United Airlines has stated that up to 36,000 of its employees could be facing possible involuntary furlough from 1 October, as its senior management attempts to avoid a financial crisis for the airline due to the impact of the COVID-19 crisis. The furlough warnings apply to 15,100 flight attendants, 2,250 pilots, 5,500 mechanics, and some 11,000 airport operations employees.

The airline has stated that its unable to continue with its current payroll commitments due to the drop in travel demand and had called this action “a last resort.” Airlines that accepted funds under the payroll provisions of the Coronavirus Aid, Relief and Economic Security (CARES) Act may not lay off employees until 1 October.

A letter to United’s pilots, the Air Line Pilots Association’s Master Executive Council said that it had “intensely focused” on securing a so-called early-out package that will mitigate furloughs by encouraging pilots to retire early.

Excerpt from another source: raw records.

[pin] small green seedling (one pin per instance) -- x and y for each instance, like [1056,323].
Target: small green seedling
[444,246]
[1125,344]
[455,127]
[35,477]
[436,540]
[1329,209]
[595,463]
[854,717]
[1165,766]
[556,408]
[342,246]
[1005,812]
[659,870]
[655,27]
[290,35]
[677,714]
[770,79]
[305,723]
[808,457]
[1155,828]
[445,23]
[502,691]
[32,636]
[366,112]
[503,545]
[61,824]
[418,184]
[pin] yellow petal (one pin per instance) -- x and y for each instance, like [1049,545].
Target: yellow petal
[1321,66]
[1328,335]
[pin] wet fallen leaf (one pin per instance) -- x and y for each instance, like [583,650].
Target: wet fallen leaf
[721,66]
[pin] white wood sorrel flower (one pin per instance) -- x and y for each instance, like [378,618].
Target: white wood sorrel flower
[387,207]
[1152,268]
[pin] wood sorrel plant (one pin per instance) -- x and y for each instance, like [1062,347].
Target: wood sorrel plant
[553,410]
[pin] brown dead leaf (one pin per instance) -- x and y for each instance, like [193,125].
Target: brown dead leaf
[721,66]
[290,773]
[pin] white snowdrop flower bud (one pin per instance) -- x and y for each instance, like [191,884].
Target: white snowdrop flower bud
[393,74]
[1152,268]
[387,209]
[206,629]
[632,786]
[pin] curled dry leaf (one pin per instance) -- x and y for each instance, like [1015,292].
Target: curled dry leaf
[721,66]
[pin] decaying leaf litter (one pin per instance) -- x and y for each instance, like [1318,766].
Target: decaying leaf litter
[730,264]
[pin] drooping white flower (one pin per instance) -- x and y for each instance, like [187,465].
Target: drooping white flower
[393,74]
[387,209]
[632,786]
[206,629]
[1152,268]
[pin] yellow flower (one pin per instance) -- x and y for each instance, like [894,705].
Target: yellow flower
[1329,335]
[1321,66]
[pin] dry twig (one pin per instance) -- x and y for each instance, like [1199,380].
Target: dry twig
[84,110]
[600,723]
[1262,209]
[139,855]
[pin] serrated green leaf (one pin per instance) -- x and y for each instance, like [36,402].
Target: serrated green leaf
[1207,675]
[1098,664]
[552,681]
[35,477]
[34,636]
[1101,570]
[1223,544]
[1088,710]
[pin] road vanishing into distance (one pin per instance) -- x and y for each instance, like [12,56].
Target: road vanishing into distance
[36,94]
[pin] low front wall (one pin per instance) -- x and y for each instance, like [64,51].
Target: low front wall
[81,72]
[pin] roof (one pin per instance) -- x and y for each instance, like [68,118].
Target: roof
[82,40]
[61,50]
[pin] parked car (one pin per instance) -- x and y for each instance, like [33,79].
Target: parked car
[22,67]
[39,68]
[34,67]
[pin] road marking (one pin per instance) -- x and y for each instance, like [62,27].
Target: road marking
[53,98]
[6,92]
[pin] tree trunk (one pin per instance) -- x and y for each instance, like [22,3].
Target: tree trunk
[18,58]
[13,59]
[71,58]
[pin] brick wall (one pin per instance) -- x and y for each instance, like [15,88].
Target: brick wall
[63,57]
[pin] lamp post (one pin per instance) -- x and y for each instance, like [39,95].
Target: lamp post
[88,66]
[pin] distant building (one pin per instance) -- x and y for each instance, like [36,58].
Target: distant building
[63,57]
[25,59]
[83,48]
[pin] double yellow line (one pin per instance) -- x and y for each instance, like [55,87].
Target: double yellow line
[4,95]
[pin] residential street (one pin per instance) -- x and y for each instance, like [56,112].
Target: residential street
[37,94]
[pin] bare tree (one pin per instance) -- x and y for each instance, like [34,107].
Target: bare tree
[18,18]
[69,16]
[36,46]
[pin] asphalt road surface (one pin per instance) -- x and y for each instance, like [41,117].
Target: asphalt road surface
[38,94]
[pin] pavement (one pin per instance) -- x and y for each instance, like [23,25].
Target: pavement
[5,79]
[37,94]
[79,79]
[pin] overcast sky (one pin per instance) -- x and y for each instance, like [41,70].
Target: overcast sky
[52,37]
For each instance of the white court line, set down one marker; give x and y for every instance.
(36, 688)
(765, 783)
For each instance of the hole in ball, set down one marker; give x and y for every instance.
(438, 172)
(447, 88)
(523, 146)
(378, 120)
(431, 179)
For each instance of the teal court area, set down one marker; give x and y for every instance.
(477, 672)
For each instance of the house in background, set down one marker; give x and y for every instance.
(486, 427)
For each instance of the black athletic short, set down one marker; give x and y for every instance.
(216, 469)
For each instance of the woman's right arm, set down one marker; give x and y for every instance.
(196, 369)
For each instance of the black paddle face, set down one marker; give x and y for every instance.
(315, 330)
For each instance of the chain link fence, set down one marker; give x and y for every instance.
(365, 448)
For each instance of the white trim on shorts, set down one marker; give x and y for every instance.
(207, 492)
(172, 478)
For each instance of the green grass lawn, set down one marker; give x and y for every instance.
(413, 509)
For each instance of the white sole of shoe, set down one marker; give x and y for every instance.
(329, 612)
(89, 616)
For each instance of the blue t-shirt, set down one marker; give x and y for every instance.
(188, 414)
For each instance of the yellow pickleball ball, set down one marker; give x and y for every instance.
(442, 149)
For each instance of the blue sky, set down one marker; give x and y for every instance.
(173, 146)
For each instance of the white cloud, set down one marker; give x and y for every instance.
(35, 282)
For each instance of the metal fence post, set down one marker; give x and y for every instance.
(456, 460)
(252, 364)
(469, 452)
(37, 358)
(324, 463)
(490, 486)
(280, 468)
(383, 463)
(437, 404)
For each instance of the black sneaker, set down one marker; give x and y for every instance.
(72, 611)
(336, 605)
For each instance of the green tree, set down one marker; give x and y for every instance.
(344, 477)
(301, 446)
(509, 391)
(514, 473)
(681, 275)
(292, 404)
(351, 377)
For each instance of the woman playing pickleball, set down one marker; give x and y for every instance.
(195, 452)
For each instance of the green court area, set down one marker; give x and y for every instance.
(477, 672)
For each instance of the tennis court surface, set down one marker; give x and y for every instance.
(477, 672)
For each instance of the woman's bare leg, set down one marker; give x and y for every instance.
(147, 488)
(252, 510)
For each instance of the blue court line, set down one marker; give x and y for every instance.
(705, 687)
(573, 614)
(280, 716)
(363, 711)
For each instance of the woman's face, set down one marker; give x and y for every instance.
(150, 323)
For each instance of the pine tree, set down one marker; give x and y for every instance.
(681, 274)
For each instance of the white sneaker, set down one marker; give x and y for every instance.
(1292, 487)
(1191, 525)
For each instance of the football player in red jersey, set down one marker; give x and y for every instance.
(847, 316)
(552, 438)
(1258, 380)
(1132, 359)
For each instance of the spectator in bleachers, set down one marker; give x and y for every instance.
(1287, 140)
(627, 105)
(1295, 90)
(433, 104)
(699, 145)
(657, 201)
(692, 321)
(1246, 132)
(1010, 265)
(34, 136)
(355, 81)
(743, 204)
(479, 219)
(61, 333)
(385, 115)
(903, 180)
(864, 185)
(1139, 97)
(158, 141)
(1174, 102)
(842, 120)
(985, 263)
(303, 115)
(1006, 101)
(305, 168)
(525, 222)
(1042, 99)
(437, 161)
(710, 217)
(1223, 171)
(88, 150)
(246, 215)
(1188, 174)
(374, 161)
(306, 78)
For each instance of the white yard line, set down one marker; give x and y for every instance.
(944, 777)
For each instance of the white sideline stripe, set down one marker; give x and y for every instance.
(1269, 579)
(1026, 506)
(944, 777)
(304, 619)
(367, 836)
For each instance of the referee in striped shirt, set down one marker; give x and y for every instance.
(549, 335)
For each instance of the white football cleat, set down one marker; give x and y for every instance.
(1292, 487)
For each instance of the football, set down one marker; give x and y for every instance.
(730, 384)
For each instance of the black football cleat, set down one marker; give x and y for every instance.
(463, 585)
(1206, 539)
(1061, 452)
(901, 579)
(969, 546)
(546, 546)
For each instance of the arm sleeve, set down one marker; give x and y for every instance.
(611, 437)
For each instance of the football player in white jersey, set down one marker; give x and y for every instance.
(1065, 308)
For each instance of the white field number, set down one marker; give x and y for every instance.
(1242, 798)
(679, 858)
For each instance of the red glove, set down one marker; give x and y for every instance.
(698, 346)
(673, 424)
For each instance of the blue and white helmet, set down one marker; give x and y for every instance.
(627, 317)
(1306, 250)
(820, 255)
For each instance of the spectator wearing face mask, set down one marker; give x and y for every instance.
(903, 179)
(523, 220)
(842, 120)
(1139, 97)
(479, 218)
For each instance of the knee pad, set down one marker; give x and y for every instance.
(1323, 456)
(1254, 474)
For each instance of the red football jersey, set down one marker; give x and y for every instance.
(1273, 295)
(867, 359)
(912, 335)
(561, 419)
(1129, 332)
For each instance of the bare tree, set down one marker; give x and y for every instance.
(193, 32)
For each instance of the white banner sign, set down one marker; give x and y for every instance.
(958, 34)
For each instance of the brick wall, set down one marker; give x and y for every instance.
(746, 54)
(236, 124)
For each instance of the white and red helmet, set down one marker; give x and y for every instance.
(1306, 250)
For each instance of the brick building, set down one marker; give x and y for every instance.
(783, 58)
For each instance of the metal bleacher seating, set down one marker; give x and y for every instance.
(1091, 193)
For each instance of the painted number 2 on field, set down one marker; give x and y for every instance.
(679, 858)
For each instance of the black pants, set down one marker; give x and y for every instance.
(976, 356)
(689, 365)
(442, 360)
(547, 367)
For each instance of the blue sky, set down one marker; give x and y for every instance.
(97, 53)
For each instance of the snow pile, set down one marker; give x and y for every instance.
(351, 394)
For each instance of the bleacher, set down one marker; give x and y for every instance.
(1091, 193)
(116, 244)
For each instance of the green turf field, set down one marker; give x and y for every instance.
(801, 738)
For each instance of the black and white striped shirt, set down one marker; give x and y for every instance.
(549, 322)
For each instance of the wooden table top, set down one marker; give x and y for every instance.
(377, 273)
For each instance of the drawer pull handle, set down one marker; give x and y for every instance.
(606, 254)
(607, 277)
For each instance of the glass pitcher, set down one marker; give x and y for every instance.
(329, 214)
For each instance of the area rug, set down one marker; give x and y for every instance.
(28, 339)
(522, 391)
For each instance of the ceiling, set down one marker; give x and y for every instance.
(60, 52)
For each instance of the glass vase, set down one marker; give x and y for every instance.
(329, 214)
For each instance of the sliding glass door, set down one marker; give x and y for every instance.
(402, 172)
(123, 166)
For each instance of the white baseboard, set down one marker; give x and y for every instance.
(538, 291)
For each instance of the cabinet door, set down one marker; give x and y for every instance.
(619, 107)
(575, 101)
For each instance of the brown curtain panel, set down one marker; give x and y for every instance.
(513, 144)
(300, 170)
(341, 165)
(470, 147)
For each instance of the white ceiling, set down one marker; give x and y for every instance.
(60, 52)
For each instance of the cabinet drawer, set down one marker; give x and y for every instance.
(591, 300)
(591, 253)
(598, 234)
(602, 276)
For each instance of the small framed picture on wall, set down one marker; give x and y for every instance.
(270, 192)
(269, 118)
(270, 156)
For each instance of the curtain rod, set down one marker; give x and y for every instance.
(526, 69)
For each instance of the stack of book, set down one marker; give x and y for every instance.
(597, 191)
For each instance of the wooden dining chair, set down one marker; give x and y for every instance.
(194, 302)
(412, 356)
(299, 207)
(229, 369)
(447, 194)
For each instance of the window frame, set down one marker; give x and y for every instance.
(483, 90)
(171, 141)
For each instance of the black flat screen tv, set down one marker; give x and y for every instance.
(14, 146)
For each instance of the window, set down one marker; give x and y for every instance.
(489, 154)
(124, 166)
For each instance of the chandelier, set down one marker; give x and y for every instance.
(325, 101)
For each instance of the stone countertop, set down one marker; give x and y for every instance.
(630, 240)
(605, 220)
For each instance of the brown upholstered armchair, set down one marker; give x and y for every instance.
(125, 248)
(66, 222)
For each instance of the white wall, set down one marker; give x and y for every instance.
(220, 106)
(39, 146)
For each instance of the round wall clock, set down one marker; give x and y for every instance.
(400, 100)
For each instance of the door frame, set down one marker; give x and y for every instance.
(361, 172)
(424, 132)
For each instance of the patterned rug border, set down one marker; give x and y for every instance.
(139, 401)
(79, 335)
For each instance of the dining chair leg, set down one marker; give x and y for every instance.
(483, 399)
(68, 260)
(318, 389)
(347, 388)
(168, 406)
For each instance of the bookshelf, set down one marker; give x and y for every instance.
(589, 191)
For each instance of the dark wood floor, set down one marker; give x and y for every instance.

“None of the pilots notified by letter of their anticipated furlough are in this situation because of any action or decision on their part,” wrote United ALPA MEC Chairman Todd Insler. “With different luck, timing, or circumstances, it could be any one of us.”

Association of Flight Attendants MEC President Ken Diaz said the number of predicted job reductions sought by United as an  “overreaching, excessive, and punitive” and not commensurate with the company’s other employee groups or with other airlines’ planned measures.

“I want you to remember, we will uncover every stone, give every contractually compliant option, and work diligently with management to find solutions,” wrote Diaz. “We will reduce this number and we will not rest until we have done every single thing in our power to avoid even one involuntary furlough.”